Whatever is the answer could turn on what is in those records.
Both state and federal law require election officials to send out notices when there is evidence that a registered voter has moved. At that point, that person is placed on the "inactive'' list.
The individual can reactivate simply by showing up at a polling place with proof of identification and address. But if that person does not vote in two subsequent elections, he or she is removed entirely from the voter rolls.
Citizen AG contends that based on data it has, there are 1.2 million Arizonans who were placed on the inactive list after the 2022 election but have not been permanently removed. It argued that failure to do so diluted the votes of those legally entitled to cast ballots.
Logan said that claim is based on "uncertain intervening events'' that ineligible voters are on the rolls, that they are afforded an opportunity to vote, that they did vote and that nothing would be done to prevent it.
"The court finds this claim of possibilities too speculate to establish a concrete injury,'' he wrote, something necessary for standing to file suit in federal court.
And the judge was not about to order Fontes to remove 1.2 million names from the inactive voter list.
He said that claim is based on numbers in other reports the state furnishes to the federal Elections Assistance Commission. But that, said Logan, is not enough.
"Plaintiffs do not have any independent data to support the claim that over 1.2 million inactive and ineligible voters remain on the Arizona voter rolls,'' the judge wrote. What they have at this point, is "wholly speculative.''
He pointed out that the NVRA itself forbids the wholesale removal of individuals from voter rolls within 90 days of an election.
The records Citizen AG wants, however, are another matter.
At Friday's hearing, Hartman-Tellez complained about the timing of all this.
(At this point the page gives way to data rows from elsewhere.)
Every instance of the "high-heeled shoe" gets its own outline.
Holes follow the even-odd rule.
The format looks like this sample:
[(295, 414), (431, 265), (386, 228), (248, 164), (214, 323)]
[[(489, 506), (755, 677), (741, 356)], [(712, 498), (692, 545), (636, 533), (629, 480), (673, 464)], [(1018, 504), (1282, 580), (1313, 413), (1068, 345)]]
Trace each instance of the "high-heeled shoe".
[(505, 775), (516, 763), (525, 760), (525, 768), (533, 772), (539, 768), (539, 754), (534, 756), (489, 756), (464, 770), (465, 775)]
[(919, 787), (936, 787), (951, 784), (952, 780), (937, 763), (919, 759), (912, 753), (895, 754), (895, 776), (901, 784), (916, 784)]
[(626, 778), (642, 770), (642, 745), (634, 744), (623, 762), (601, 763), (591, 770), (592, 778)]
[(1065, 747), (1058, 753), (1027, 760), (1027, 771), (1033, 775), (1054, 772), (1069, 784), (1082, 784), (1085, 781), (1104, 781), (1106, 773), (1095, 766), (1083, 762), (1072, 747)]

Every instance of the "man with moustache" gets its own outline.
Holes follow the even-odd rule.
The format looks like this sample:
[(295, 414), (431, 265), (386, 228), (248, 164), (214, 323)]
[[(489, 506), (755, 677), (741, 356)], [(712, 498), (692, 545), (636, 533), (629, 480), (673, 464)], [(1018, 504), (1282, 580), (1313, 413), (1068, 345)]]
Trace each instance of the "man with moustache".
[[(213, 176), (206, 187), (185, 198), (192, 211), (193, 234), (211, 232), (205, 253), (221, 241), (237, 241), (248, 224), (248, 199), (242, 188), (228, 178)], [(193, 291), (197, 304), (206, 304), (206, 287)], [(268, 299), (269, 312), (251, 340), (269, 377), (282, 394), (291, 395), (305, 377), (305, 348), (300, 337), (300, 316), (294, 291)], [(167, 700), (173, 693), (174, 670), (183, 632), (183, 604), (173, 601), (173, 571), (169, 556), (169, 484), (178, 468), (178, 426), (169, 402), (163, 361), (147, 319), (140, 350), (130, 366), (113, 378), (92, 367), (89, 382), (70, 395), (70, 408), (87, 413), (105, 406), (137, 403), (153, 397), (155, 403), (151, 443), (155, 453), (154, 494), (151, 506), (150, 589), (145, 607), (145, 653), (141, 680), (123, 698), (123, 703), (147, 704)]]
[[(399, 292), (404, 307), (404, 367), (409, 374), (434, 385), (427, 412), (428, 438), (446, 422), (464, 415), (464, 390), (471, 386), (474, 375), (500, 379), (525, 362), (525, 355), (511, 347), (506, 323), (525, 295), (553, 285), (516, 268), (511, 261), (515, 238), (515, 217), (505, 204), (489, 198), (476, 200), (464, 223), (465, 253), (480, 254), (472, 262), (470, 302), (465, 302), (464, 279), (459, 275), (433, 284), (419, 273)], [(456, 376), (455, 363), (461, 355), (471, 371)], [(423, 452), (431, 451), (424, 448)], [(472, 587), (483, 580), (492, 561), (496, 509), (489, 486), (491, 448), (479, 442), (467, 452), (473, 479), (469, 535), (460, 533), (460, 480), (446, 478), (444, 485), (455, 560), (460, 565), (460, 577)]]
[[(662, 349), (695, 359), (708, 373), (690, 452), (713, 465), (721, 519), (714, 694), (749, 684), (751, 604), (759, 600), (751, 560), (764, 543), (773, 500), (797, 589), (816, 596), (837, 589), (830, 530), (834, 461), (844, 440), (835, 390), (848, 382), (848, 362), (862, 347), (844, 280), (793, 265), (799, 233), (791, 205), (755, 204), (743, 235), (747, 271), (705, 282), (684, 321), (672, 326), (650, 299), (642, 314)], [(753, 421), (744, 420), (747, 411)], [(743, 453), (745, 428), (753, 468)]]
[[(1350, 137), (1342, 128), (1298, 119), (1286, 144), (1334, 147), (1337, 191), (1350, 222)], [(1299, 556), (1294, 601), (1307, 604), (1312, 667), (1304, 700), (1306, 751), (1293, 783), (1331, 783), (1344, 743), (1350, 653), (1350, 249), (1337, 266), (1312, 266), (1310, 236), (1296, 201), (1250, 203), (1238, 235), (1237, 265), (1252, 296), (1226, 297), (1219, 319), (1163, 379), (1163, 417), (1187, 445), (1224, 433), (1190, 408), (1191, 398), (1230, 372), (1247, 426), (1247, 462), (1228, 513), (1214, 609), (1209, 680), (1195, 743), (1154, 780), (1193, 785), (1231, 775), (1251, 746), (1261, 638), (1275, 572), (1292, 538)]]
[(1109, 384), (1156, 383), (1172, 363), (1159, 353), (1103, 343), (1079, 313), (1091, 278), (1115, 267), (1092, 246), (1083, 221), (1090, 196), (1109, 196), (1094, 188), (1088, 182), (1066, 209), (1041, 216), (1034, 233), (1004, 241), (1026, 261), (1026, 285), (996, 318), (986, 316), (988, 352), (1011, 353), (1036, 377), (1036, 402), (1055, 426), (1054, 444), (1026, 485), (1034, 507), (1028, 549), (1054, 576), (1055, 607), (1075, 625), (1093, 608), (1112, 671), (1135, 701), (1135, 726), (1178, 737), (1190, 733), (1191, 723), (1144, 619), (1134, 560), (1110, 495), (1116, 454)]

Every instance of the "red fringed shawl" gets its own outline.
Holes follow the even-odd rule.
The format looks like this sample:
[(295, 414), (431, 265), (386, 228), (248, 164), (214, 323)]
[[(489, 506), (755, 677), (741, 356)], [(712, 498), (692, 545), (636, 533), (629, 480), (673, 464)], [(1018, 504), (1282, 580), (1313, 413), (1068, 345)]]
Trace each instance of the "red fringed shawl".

She told the judge Citizen AG could have sought the documents after the 2022 election but didn't file a public records request until Oct. 4 - and didn't go to court until this past Wednesday, less than a week before the election, after Fontes said he didn't have what the organization wanted.
That didn't impress Logan who said there is a "clear statutory right to inspect certain records.'' Nor was he swayed by arguments that it would be too much of a burden to force Fontes to produce them.
"That difficulty has no bearing on Citizen AG's right to receive the records, whether they had made such a request two years ago (on Nov. 9, 2022, when plaintiffs contend the state of Arizona should have cleaned up its voter rolls) or six days before the election,'' he said. "The law is the law, even on the eve of an election.''
The judge, however, agreed to give Fontes until Dec. 2 to comply.